Triple negative breast cancer (TNBC) is a heterogeneous disease with distinct molecular subtypes that differentially respond to chemotherapy and targeted agents. The purpose of this study is to explore the clinical relevance of Lehmann TNBC subtypes by identifying any differences in response to neoadjuvant chemotherapy among them. We determined Lehmann subtypes by gene expression profiling in paraffined pre-treatment tumor biopsies from 125 TNBC patients treated with neoadjuvant anthracyclines and/or taxanes +/- carboplatin. We explored the clinicopathological characteristics of Lehmann subtypes and their association with the pathologic complete response (pCR) to different treatments. The global pCR rate was 37%, and it was unevenly distributed within Lehmann’s subtypes. Basal-like 1 (BL1) tumors exhibited the highest pCR to carboplatin containing regimens (80% vs 23%, p=0.027) and were the most proliferative (Ki-67>50% of 88.2% vs. 63.7%, p=0.02). Luminal-androgen receptor (LAR) patients achieved the lowest pCR to all treatments (14.3% vs 42.7%, p=0.045 when excluding mesenchymal stem-like (MSL) samples) and were the group with the lowest proliferation (Ki-67≤50% of 71% vs 27%, p=0.002). In our cohort, only tumors with LAR phenotype presented non-basal-like intrinsic subtypes (HER2-enriched and luminal A). TNBC patients present tumors with a high genetic diversity ranging from highly proliferative tumors, likely responsive to platinum-based therapies, to a subset of chemoresistant tumors with low proliferation and luminal characteristics.

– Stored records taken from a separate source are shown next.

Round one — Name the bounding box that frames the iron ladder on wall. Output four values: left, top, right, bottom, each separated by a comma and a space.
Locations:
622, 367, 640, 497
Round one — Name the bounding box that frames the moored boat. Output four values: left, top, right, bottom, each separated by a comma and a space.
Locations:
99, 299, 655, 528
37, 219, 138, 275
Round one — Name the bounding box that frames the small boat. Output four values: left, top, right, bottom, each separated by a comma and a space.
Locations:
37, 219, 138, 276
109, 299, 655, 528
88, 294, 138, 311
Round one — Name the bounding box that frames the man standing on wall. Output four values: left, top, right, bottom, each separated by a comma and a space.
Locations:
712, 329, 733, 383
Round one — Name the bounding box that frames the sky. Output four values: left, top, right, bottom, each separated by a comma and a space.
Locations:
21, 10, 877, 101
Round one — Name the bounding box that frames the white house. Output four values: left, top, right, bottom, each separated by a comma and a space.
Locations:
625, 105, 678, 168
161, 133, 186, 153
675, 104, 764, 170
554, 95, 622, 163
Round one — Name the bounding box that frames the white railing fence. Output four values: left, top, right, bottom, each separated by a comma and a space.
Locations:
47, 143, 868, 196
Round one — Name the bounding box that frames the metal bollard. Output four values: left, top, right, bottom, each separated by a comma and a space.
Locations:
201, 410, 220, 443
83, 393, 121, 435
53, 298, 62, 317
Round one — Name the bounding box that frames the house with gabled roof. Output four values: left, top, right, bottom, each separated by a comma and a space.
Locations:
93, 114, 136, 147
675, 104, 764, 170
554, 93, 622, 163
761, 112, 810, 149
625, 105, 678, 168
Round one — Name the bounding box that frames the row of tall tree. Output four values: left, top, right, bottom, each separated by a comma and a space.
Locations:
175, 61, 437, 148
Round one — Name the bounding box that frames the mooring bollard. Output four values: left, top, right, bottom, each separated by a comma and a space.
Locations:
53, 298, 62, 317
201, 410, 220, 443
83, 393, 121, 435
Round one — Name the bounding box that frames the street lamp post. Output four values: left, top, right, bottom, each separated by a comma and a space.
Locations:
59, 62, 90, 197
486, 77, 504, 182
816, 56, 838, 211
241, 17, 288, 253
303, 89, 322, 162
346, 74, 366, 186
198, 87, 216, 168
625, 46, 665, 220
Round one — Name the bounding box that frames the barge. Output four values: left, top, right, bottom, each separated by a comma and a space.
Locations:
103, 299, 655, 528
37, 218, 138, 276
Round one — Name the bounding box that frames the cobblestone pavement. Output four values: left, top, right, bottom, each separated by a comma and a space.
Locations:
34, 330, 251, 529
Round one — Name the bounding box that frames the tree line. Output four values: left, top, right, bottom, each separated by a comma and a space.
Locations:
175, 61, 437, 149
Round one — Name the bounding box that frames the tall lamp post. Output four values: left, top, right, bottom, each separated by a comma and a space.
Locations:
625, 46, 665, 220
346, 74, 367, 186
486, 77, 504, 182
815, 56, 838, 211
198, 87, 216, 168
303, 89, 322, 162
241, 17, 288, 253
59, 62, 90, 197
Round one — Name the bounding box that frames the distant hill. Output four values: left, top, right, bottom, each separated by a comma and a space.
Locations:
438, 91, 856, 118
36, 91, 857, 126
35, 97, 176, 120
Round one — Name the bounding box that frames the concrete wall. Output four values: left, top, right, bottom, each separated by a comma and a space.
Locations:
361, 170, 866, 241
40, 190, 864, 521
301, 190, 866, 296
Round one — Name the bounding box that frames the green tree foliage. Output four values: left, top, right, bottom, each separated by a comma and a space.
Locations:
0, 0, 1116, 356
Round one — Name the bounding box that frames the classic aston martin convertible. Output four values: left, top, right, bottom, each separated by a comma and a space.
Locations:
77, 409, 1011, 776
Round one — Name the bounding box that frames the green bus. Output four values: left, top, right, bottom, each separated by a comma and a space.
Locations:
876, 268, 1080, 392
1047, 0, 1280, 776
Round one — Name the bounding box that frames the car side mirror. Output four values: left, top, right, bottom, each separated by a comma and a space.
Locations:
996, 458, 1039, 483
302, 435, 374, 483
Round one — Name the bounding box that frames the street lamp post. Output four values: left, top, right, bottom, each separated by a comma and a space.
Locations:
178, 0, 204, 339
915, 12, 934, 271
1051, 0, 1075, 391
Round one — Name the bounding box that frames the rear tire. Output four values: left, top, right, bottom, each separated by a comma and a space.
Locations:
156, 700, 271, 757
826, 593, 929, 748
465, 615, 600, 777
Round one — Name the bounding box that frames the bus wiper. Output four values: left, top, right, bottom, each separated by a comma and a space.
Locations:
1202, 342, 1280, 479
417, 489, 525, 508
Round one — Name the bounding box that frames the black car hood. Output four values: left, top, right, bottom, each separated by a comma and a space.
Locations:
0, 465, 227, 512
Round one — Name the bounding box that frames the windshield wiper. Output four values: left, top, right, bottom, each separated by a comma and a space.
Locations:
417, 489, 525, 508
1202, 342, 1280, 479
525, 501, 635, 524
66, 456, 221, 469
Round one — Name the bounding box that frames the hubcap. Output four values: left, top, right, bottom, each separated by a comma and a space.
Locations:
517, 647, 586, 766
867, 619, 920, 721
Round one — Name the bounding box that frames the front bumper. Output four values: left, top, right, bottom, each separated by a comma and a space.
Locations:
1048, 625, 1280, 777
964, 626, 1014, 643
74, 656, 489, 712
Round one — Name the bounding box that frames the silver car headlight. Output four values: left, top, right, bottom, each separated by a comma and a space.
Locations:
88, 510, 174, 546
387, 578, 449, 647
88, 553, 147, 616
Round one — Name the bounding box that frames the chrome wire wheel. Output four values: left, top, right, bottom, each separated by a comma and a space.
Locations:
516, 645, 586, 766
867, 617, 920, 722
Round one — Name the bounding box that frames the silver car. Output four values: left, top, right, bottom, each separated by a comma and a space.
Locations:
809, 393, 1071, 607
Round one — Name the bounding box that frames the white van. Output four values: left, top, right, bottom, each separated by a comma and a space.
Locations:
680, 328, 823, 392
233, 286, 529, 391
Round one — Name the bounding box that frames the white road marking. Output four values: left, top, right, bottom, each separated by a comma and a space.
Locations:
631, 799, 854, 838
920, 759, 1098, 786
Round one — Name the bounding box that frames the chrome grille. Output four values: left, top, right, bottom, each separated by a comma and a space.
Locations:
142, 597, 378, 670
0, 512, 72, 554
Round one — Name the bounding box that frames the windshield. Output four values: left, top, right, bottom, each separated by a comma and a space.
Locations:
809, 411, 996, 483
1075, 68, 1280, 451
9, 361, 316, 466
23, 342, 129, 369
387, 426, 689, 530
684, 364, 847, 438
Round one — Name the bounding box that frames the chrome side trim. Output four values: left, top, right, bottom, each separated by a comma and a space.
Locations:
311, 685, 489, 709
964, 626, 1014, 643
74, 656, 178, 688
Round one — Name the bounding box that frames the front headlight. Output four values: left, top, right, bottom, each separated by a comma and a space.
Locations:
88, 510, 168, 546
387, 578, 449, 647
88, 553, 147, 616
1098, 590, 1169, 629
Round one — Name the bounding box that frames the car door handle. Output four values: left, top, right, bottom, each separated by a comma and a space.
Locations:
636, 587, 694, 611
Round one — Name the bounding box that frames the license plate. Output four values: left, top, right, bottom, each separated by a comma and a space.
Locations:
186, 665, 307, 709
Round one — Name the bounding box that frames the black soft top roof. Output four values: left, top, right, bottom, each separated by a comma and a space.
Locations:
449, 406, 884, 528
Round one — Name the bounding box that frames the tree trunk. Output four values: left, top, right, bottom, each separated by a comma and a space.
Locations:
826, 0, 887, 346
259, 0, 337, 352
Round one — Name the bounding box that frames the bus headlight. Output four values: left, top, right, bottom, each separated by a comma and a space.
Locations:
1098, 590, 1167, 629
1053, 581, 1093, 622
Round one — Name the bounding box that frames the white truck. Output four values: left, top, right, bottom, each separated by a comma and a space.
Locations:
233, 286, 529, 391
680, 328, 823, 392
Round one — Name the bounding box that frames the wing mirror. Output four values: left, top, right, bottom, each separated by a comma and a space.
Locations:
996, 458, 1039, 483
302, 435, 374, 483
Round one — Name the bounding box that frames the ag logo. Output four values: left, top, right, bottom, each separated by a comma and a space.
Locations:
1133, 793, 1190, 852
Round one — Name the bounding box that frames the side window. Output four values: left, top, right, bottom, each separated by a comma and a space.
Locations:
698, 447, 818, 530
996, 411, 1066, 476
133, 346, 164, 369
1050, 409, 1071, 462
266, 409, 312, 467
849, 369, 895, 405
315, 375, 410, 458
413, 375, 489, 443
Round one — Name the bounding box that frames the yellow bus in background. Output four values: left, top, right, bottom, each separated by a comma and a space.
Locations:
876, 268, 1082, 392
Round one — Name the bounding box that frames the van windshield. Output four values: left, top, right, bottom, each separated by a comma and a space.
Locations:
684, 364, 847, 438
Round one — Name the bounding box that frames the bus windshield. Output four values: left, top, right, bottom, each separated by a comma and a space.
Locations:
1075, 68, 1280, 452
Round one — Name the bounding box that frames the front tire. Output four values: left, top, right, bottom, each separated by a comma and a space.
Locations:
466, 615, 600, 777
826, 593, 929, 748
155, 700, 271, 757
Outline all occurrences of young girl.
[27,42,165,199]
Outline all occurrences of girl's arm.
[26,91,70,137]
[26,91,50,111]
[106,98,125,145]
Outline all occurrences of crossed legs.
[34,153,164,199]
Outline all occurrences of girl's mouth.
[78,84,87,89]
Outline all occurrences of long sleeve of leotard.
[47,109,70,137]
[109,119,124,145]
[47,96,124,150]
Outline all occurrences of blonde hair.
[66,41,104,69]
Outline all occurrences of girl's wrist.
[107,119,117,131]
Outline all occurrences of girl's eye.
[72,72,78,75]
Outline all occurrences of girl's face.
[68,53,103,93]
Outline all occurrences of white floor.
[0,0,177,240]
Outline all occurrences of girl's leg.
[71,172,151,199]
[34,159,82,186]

Male breast cancer: correlation between immunohistochemical subtyping and PAM50 intrinsic subtypes, and the subsequent clinical outcomes

Male breast cancer is a rare disease that is still poorly understood. It is mainly classified by immunohistochemistry as a luminal disease. In this study, we assess for the first time the correlation between molecular subtypes based on a validated six-marker immunohistochemical panel and PAM50 signature in male breast cancer, and the subsequent clinical outcome of these different subtypes. We collected 67 surgical specimens of invasive male breast cancer from four different Spanish pathology laboratories. Immunohistochemical staining for the six-marker panel was performed on tissue microarrays. PAM50 subtypes were determined in a research-use-only nCounter Analysis System. We explored the association of immunohistochemical and PAM50 subtypes. Overall survival and disease-free survival were analyzed in the different subtypes of each classification. The distribution of tumor molecular subtypes according PAM50 was: 60% luminal B, 30% luminal A and 10% human epidermal growth factor receptor 2 (Her2) enriched. Only one Her2-enriched tumor was also positive by immunohistochemistry and was treated with trastuzumab. None of the tumors were basal-like. Using immunohistochemical surrogates, 51% of the tumors were luminal B, 44% luminal A, 4% triple-negative and 1% Her2-positive. The clinicopathological characteristics did not differ significantly between immunohistochemical and PAM50 subtypes. We found a significant worse overall survival in Her2-enriched compared with luminal tumors. Male breast cancer seems to be mainly a genomic luminal disease with a predominance of the luminal B subtype. In addition, we found a proportion of patients with Her2-negative by immunohistochemistry but Her2-enriched profile by PAM50 tumors with a worse outcome compared with luminal subtypes that may benefit from anti-Her2 therapies.